Изменить размер шрифта - +
По крайней мере Ипатий, одно время страстно хотевший, чтобы она родила ему ребенка, благодаря Глебу не попрекал ее бесплодием. Что до отца Глеба, то Ипатий никогда не спрашивал о нем… А она ничего и не говорила.

Вздохнув, Светорада извинилась перед соседками по столу и покинула их. Гости продолжали беседу, пробуя новые блюда, которые расторопные слуги подавали на стол. На сей раз это была рыба, по традиции приправленная корицей, гвоздикой, индийскими специями, грибами, уксусом, медом, виноградным соком и укропом. Запивать рыбу полагалось неразбавленным вином, терпким и ароматным, и некоторые гости заметно охмелели. Поэтому, когда звуки хора неожиданно смолкли и зазвучал бубен, к которому присоединились приятные мелодичные переливы, издаваемые арфой и кифарой,[39] они стали удивленно озираться.

Сперва улыбающиеся юные слуги посыпали мрамор пола легкими розовыми лепестками, потом на полукруглом проеме, ведущем в триклиний, откинулся занавес и в зал ровной вереницей стали входить танцовщицы. Гости оживились, а некоторые даже пьяно трясли головами, когда заметили впереди юных танцовщиц саму хозяйку поместья.

Обычно в Византии знатные ромейки не позволяют себе плясать на пирах, однако Ипатий, знавший, как дивно умеет танцевать его княжна и как она любит танцы, не посмел ей перечить, когда она выказала желание примкнуть к хороводу набранных в окрестностях девушек. Сейчас Светорада гордо и величаво шла среди них, ее золотистые глаза в обрамлении янтарных украшений ярко блестели, а движения были необычайно грациозны. К тому же танец был вполне пристоен: плясуньи едва ли показывали пирующим больше своих босых ножек, выглядывающих из– под длинных юбок.

Танцовщицы, двигаясь под звуки резкой и своеобразной музыки, то кружили тесными группками, то плавно выстраивались в одну цепочку. Светорада хорошо поработала с плясуньями, в их танце чувствовалась слаженность, одинаковые движения рук уподоблялись колыханию ячменных колосьев, а в изящных наклонах стана, когда они, соединив пальцы, проскальзывали в некоем замысловатом узоре, казалось, таилось нечто, что нельзя было назвать даже скромностью… Скорее гордостью. И только эти босые ножки, которые мелькали среди то и дело взметающихся ароматных розовых лепестков, могли смутить воображение зрителей, считавших это вызовом, напоминанием о телесности, о ее соблазнах и греховности.

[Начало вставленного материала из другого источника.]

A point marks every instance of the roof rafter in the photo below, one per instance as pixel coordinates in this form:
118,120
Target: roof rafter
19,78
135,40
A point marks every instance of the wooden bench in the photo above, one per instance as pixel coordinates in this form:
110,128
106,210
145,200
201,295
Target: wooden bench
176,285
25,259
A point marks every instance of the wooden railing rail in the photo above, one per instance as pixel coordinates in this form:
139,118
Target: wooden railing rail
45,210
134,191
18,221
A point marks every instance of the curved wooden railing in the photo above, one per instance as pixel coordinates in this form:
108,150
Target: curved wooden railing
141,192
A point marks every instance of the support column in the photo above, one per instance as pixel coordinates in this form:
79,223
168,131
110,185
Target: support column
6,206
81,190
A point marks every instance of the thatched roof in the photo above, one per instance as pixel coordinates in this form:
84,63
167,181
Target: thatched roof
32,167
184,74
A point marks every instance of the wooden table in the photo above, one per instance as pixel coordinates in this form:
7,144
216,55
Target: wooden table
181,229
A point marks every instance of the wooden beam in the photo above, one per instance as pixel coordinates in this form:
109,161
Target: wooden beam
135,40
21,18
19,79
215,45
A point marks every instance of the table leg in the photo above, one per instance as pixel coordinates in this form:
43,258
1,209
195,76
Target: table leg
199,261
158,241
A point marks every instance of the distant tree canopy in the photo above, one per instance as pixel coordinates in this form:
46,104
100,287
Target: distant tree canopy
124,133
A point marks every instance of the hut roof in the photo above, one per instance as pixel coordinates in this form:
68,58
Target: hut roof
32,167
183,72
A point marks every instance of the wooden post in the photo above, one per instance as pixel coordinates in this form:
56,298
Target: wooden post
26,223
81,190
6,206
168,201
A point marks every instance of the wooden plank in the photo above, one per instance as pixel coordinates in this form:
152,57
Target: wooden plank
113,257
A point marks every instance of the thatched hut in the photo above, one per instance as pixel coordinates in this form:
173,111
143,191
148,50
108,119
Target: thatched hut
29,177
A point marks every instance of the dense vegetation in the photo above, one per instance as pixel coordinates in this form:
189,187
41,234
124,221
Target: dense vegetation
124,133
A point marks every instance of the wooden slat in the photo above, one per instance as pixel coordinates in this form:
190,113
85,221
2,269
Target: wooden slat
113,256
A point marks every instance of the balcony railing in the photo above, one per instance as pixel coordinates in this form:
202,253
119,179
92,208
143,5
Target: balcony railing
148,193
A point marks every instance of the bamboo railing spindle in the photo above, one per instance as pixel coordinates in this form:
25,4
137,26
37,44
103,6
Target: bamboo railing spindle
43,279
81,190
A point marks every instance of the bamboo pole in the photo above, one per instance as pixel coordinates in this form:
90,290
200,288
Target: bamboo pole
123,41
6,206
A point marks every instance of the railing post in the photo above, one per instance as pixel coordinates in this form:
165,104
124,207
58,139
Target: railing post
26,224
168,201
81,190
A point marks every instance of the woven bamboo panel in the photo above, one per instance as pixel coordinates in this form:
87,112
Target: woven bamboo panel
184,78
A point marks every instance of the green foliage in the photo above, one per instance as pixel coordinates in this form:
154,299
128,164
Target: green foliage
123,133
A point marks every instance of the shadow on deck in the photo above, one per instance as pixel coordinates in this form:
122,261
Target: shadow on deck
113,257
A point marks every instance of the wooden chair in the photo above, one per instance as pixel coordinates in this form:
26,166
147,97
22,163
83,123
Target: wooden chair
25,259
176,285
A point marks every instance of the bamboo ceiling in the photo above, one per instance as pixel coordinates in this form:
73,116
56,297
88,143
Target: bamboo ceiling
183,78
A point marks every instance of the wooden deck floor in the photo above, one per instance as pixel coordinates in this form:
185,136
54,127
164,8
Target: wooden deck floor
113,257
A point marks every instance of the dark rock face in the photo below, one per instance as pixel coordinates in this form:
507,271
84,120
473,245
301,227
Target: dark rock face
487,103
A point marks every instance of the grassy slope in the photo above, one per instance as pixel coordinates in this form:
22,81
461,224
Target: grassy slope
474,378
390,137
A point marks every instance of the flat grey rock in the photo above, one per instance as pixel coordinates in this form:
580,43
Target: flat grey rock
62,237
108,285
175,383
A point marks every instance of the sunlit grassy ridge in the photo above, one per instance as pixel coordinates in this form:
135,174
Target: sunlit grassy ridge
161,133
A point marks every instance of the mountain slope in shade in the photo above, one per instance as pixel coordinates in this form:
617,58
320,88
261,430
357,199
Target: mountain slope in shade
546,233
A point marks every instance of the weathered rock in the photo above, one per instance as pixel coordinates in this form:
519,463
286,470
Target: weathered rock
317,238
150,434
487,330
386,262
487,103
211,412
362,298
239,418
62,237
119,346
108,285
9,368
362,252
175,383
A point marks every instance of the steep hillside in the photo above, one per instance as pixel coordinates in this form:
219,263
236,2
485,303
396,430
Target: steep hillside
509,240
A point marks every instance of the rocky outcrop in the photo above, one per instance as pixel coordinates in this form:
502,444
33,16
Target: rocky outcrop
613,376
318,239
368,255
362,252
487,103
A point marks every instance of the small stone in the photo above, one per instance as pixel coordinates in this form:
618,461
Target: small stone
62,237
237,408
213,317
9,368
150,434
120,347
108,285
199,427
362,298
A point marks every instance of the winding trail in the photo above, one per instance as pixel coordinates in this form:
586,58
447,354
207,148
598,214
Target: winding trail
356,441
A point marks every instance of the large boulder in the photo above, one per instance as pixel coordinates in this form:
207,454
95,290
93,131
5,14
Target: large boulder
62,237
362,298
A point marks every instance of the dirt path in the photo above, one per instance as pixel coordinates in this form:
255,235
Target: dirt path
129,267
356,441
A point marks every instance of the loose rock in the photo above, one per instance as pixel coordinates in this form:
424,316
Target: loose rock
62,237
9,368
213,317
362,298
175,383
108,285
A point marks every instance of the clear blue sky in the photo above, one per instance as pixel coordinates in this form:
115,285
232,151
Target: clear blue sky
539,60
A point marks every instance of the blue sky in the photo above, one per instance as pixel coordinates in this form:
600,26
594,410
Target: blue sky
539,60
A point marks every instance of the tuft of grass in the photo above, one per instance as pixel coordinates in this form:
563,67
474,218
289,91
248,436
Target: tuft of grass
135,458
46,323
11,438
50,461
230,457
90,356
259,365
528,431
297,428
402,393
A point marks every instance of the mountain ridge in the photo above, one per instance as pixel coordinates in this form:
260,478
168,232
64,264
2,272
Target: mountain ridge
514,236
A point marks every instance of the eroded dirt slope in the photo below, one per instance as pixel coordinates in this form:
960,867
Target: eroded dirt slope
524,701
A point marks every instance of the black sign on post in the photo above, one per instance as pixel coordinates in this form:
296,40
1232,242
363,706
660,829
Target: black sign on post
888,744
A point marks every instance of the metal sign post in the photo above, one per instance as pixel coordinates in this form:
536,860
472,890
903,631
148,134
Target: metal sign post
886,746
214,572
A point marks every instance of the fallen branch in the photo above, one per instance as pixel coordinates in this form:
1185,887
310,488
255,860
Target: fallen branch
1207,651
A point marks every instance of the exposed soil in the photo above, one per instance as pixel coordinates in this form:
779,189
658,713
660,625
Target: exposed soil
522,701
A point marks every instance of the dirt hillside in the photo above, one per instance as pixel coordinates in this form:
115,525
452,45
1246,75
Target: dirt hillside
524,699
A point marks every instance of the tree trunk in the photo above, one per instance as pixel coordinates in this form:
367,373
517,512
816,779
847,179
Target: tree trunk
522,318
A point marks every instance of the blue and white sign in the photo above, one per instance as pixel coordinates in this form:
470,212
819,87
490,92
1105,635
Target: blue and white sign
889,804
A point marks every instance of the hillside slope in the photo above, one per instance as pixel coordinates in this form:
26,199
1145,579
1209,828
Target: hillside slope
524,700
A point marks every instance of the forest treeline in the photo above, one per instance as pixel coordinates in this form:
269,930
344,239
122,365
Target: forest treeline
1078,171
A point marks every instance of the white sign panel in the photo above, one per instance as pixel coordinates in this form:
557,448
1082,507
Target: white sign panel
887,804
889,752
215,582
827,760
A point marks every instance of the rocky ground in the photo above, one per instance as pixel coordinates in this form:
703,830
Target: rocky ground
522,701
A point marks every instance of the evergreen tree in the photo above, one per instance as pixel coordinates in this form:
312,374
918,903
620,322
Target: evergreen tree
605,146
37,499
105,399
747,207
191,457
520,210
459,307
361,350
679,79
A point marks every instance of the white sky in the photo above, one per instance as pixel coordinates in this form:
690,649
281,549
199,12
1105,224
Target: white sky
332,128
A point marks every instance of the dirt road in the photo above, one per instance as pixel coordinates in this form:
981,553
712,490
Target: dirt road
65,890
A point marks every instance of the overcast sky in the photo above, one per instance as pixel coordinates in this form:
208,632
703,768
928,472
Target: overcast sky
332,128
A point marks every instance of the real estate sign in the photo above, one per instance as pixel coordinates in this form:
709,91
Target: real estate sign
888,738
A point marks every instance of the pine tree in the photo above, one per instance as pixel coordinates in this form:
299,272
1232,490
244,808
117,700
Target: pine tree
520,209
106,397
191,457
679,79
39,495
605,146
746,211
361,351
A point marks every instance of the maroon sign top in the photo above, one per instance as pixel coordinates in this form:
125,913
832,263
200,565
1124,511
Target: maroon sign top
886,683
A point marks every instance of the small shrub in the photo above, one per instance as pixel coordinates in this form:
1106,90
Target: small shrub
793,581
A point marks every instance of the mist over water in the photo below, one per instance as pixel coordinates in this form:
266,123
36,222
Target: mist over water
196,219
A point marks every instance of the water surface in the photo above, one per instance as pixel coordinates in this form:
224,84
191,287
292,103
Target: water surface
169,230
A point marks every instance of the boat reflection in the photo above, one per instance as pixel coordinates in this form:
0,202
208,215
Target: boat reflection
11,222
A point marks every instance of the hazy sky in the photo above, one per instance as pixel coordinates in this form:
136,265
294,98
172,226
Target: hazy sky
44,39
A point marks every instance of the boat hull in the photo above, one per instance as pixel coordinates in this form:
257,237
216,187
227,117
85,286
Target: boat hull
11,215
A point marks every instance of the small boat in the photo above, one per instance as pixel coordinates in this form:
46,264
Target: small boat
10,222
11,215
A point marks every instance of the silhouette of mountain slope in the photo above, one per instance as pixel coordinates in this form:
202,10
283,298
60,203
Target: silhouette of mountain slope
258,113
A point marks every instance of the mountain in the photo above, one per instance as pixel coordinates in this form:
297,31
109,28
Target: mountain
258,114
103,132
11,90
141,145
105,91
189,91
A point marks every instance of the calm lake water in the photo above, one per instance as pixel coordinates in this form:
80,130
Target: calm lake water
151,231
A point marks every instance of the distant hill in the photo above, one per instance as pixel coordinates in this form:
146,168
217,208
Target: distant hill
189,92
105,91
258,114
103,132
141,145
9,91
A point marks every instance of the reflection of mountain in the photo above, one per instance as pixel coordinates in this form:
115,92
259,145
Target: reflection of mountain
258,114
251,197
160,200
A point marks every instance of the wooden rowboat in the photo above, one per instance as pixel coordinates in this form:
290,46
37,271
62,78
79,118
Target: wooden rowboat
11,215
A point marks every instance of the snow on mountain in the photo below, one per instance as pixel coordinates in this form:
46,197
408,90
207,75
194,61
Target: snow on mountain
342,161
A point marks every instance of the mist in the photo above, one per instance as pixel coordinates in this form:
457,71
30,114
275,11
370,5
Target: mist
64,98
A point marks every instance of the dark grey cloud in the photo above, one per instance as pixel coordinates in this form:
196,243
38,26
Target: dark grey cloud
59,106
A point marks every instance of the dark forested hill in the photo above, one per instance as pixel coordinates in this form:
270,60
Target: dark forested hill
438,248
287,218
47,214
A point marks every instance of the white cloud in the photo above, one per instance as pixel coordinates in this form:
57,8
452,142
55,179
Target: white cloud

Между тем величавые звуки арфы сменились более живым и быстрым ритмом, девушки сходились и расходились все быстрее, плавно кружились, на их разрумянившихся лицах сияли улыбки, а распущенные волосы словно летели вслед за ними. Они все живее двигались то в одну, то в другую сторону, пока не выстроились перед зрителями полукругом, грациозно подняв руки. Миг – и музыка смолкла, плясуньи замерли. Наступила тишина. Но лишь на миг. Потом раздались рукоплескания.

Ипатий первый встал, хлопая в ладоши, а там и Агир поднялся, и иные гости. Женщины, невольно пораженные и смущенные тем, что произошло, тоже били в ладоши, только не смели встать. Некоторые улыбались, когда девушки и госпожа Ксантия выходили из триклиния, и даже ворчливая Анимаиса заметила, что некогда в самом Палатии при второй императрице Зое исполнялись такие танцы, причем августа тоже принимала в них участие. Тем не менее Анимаиса не удержалась, чтобы не добавить ложку дегтя в мед, и сказала, что об упомянутой ею императрице Зое из рода Заутца поговаривали, будто она была бесстыжей и распущенной особой. Однако ее муж Агир со своего места громко добавил, что это не мешало Зое Заутца быть обворожительной женщиной, а император Лев любил супругу без памяти и долго ее оплакивал, когда она внезапно скончалась.

Веселый и счастливый Ипатий, откинувшись на спинку кресла, вдруг заметил, что его брат Зенон сидит с каким– то оторопелым видом.

– Что, достойный препозит, сейчас подобные развлечения не практикуются в Священном Палатии?

Зенон медленно повернул к нему свое круглое, как луна, лицо.